Gipson, 41, is an attorney and Baptist pastor and has been in the state House since 2008. His family lives on a farm in Braxton, and he has been posting photos and videos on Facebook of fresh eggs from their chickens and milk from their cows.
“I want to see us grow the pie, let the pie grow of agriculture— not regulate it too much, not put it out of business, not shrink it, but to grow it,” Gibson said as he stood with Bryant during a news conference at the Mississippi Museum of Agriculture and Commerce.
Gipson said he intends to fulfill his role as commissioner with a conservative governance philosophy, vowing to work with President Donald Trump’s administration and Mississippi members of Congress to “roll back burdensome regulations that hold opportunities down for Mississippi.”
Bryant got his own start in statewide office in 1996, when then-Gov. Kirk Fordice plucked him from the Mississippi House to become state auditor. Fordice said he saw Bryant as a bright young conservative who believed in limited government.
“I see a lot of characteristics in Andy I hoped to have as a young man coming into the state auditor’s office,” Bryant said. “Being a farmer, a lawyer, a former legislator, he has just the professional qualifications — better than I did coming into state auditor.”
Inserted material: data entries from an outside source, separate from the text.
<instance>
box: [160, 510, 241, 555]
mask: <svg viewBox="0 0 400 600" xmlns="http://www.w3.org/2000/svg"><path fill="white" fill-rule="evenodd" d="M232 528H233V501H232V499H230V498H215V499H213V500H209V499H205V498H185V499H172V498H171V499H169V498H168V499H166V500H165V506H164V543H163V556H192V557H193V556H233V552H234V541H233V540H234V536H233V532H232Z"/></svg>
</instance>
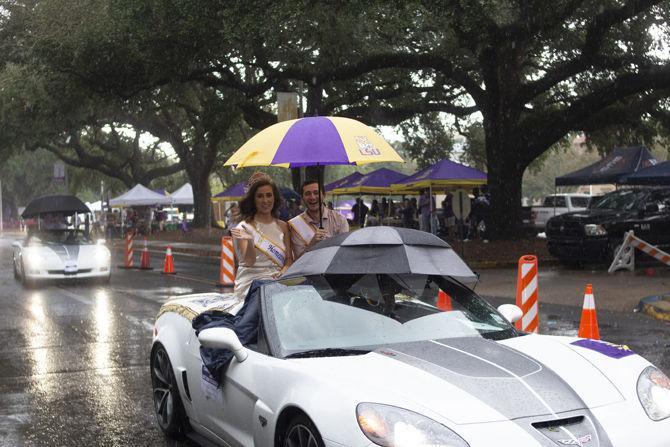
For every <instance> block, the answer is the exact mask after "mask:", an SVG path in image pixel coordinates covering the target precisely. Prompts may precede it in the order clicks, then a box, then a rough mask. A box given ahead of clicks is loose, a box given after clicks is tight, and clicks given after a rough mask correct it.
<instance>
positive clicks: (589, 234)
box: [584, 224, 607, 236]
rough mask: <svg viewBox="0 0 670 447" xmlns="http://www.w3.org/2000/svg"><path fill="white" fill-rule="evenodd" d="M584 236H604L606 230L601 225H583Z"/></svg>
mask: <svg viewBox="0 0 670 447" xmlns="http://www.w3.org/2000/svg"><path fill="white" fill-rule="evenodd" d="M584 234H586V235H587V236H605V235H606V234H607V230H606V229H605V227H603V226H602V225H596V224H587V225H584Z"/></svg>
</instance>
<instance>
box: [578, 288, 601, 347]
mask: <svg viewBox="0 0 670 447" xmlns="http://www.w3.org/2000/svg"><path fill="white" fill-rule="evenodd" d="M577 335H578V336H579V337H582V338H591V339H593V340H600V331H599V330H598V319H597V318H596V302H595V299H594V298H593V286H592V285H591V284H587V285H586V290H584V306H583V307H582V319H581V321H580V322H579V332H578V333H577Z"/></svg>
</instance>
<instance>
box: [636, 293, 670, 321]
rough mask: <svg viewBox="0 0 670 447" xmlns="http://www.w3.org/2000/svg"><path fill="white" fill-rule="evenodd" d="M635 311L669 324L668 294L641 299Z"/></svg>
mask: <svg viewBox="0 0 670 447" xmlns="http://www.w3.org/2000/svg"><path fill="white" fill-rule="evenodd" d="M635 310H636V311H638V312H642V313H644V314H647V315H649V316H650V317H652V318H656V319H657V320H663V321H668V322H670V294H666V295H654V296H648V297H646V298H642V299H641V300H640V303H639V304H638V305H637V308H636V309H635Z"/></svg>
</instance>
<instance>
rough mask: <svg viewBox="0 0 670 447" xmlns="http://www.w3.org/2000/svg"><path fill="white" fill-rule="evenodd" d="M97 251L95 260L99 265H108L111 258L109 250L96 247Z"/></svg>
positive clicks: (102, 247) (105, 248)
mask: <svg viewBox="0 0 670 447" xmlns="http://www.w3.org/2000/svg"><path fill="white" fill-rule="evenodd" d="M96 248H97V249H96V250H95V259H96V261H98V263H99V264H107V263H108V262H109V259H110V257H111V255H110V253H109V250H107V248H105V247H96Z"/></svg>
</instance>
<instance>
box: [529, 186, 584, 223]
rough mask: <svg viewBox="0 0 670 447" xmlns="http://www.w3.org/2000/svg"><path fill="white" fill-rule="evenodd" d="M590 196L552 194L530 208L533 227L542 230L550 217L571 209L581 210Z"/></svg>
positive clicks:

Bryant announced Feb. 21 that he was appointing Hyde-Smith to succeed Republican Thad Cochran, who is leaving the Senate because of health concerns. Cochran retires Sunday.
Hyde-Smith and at least two other candidates — Democrat Mike Espy, a former congressman who was President Bill Clinton’s first secretary of agriculture, and Republican state Sen. Chris McDaniel — say they are running in a nonpartisan November special election to fill the rest of the Senate term, which ends in January 2021. Other candidates could join the race.
Hyde-Smith, who is a cattle farmer in Brookhaven, served 11 years in the state Senate as a Democrat before switching to the GOP in late 2010. She won statewide races for agriculture commissioner as a Republican in 2011 and 2015. She was the first woman to hold that job, just as she will be the first woman to represent Mississippi in Congress.
Gipson is chairman of the House Judiciary B Committee and has been an advocate of gun rights and an opponent of abortion. During the nearly three-month legislative session that ended Wednesday, he was one of the authors of House Bill 1510 , which bans abortion after 15 weeks. Bryant signed the bill March 19 and it became law immediately, prompting a lawsuit from the state’s only abortion clinic. A federal judge temporarily blocked the law the next day.